Google’s Knowledge Graph Brings Semantic Web a Step Closer

Stephen DeAngelis

August 10, 2012

This past May Google quietly introduced the world to its “Knowledge Graph.” Gary Marcus writes, “In the short-term, Knowledge Graph will not make a big difference in your world. … But what’s under the hood represents a significant change in engineering for the world’s largest search-engine company.” [“The Web Gets Smarter,” The New Yorker, 23 May 2012] Google hopes that its Knowledge Graph is a hit with customers and yesterday it “began rolling out Knowledge Graph, a new feature of its ubiquitous search engine, to Canada and other English-speaking nations other than the United States.” [“Google Knowledge Graph aims to parse search words for deeper meaning,” by Matt Hartley, Financial Post, 8 August 2012] Back in May, Marcus wrote:

“In a decade or two, scientists and journalists may well look back at this moment as the dividing line between machines that dredged massive amounts of data — with no clue what that data meant — and machines that started to think, just a little bit, like people. Since its beginning, Google has used brute force as its main strategy to organize the Internet’s knowledge, and not without reason.

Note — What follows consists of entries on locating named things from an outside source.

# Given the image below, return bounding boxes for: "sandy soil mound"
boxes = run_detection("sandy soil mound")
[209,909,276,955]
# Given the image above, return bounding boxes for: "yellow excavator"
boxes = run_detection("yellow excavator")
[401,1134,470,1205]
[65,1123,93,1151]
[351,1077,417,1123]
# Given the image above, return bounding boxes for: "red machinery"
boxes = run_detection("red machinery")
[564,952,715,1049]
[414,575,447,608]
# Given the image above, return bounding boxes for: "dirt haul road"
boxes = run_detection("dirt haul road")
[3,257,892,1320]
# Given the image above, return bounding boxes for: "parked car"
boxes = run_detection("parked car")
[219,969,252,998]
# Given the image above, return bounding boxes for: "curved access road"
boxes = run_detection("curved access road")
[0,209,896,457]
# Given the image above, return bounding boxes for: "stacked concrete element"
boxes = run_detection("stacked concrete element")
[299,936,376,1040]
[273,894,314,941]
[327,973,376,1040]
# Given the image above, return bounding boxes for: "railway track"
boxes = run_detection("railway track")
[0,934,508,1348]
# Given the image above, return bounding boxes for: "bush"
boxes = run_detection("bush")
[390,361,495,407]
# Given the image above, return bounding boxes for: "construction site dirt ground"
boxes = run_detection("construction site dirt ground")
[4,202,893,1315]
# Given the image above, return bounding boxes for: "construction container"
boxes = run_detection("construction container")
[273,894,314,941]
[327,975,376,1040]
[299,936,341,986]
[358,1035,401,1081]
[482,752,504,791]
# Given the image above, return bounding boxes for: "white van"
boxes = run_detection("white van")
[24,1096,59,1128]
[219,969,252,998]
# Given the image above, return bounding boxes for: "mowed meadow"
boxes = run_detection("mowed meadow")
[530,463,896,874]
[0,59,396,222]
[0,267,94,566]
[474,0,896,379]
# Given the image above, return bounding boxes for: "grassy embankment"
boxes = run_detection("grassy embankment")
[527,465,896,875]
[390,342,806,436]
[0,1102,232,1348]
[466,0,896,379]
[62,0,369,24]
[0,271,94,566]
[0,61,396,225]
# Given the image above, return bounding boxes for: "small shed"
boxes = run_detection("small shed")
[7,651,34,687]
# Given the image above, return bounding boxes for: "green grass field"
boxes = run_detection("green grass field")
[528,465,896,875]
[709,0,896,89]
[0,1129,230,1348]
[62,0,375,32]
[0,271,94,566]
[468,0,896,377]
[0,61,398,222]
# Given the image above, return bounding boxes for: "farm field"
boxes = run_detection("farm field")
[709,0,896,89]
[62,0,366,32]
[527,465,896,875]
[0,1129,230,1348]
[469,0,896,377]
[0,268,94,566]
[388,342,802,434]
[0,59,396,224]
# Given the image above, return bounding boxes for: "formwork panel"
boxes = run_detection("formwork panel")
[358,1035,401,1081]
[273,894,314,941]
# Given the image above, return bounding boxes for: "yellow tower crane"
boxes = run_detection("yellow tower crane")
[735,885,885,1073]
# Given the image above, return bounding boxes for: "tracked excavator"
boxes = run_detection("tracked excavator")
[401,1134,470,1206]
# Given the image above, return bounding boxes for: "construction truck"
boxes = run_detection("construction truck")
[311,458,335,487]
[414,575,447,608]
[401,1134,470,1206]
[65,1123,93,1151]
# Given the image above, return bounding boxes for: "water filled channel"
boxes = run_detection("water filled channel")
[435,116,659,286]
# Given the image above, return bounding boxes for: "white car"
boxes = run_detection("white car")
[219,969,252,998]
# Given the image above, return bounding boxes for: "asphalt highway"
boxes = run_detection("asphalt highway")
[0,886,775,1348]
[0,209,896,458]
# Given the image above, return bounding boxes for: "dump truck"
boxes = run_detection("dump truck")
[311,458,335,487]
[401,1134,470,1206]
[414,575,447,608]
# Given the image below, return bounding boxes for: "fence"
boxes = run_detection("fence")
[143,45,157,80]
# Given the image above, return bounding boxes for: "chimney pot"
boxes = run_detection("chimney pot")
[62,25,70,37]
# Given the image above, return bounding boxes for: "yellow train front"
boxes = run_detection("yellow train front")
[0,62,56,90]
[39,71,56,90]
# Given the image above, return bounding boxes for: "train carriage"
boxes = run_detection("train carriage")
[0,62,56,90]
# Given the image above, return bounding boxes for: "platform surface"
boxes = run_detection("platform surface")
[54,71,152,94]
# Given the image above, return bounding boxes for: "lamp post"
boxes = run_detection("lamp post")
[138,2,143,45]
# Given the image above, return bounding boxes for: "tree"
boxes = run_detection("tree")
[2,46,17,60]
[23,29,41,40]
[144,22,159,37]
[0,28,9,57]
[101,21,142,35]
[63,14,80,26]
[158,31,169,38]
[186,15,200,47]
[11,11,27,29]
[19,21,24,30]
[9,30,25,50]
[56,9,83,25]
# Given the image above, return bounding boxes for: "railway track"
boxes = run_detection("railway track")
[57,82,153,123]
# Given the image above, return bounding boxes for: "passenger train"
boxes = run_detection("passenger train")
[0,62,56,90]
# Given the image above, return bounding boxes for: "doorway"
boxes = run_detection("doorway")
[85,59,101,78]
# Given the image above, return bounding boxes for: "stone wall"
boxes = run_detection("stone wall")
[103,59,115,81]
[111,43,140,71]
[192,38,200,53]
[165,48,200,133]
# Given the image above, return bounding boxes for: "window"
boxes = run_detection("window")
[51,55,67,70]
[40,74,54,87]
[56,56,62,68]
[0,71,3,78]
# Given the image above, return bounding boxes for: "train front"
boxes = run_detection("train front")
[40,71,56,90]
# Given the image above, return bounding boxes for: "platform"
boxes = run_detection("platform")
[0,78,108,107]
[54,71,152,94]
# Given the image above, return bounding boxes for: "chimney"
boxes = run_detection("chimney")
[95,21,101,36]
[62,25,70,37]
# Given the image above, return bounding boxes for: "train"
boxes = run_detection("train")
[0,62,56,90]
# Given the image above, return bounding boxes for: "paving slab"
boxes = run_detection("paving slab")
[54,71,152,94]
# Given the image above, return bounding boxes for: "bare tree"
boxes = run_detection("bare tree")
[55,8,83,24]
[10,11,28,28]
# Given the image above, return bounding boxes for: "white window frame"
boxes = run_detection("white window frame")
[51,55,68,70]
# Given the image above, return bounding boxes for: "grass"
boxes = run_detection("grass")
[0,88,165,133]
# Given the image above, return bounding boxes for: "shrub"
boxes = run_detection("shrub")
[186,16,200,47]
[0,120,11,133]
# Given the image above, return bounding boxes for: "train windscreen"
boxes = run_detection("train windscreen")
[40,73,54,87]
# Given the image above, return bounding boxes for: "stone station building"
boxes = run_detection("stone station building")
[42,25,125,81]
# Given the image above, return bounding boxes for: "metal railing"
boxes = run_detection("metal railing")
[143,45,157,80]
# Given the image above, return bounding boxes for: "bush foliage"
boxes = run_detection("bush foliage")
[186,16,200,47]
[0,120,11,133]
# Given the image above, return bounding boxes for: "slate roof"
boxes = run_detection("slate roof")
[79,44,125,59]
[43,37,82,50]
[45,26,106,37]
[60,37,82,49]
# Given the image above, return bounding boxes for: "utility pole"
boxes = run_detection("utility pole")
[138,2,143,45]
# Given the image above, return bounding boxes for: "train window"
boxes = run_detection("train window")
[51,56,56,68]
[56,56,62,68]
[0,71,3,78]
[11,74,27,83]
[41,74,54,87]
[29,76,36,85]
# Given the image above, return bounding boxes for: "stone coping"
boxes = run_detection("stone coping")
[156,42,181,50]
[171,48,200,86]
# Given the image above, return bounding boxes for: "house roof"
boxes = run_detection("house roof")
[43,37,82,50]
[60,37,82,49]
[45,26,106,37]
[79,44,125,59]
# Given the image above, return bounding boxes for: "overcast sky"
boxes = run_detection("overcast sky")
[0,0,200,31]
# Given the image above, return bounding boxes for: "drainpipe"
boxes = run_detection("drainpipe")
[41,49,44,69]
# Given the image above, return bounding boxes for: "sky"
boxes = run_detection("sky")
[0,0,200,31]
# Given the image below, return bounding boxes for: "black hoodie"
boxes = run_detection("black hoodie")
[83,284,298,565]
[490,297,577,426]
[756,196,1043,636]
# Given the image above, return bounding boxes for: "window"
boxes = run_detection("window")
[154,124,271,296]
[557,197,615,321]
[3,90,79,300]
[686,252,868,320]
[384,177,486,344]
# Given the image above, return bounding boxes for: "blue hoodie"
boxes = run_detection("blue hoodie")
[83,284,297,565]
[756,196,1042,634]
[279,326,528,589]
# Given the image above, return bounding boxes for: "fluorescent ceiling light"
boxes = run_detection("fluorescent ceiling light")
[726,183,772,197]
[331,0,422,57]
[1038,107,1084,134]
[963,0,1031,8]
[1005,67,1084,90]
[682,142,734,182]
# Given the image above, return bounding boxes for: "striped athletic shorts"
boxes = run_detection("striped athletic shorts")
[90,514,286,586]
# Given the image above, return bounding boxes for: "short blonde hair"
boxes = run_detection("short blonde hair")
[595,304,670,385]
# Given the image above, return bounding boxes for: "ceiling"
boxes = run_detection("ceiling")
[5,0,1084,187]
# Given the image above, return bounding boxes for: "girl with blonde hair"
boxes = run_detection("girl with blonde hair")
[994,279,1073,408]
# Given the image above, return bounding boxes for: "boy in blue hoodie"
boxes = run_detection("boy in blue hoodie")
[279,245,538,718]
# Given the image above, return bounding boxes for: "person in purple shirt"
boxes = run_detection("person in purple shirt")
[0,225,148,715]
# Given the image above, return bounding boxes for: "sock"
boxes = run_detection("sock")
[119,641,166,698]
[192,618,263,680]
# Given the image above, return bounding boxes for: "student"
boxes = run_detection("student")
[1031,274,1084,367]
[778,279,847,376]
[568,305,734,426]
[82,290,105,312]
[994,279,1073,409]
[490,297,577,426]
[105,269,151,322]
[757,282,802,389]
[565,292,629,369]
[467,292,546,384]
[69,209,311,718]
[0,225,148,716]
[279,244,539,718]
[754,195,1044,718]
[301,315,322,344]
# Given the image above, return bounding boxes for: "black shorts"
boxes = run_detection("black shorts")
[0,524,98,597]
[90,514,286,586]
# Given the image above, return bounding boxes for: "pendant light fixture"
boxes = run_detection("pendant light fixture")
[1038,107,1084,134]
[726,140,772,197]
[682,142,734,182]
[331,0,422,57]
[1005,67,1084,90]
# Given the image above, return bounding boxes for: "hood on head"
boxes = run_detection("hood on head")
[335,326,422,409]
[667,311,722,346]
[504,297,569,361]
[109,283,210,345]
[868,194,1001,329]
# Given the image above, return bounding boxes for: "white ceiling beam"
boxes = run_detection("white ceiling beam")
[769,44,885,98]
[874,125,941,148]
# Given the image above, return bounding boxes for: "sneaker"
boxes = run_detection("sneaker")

Google has one of the largest collections of computers in the world, wired up in parallel, housing some of the largest databases in the world. Your search queries can be answered so quickly because they are outsourced to immense data farms, which then draw upon enormous amounts of precompiled data, accumulated every second by millions of virtual Google ‘spiders’ that crawl the Web. In many ways, Google’s operation has been reminiscent of I.B.M.’s Deep Blue chess-playing machine, which conquered all human challengers not by playing smarter but by computing faster. Deep Blue won through brute force and not by thinking like humans do. The computer was all power, no finesse.”

I’ve made that point before about IBM’s “smart” machines that have taken on and bested their human counterparts (i.e., that they basically use brute force rather than finesse). Google’s Knowledge Graph uses a more sophisticated approach to gather and present knowledge. The following video provides a brief overview of what Google is trying to accomplish.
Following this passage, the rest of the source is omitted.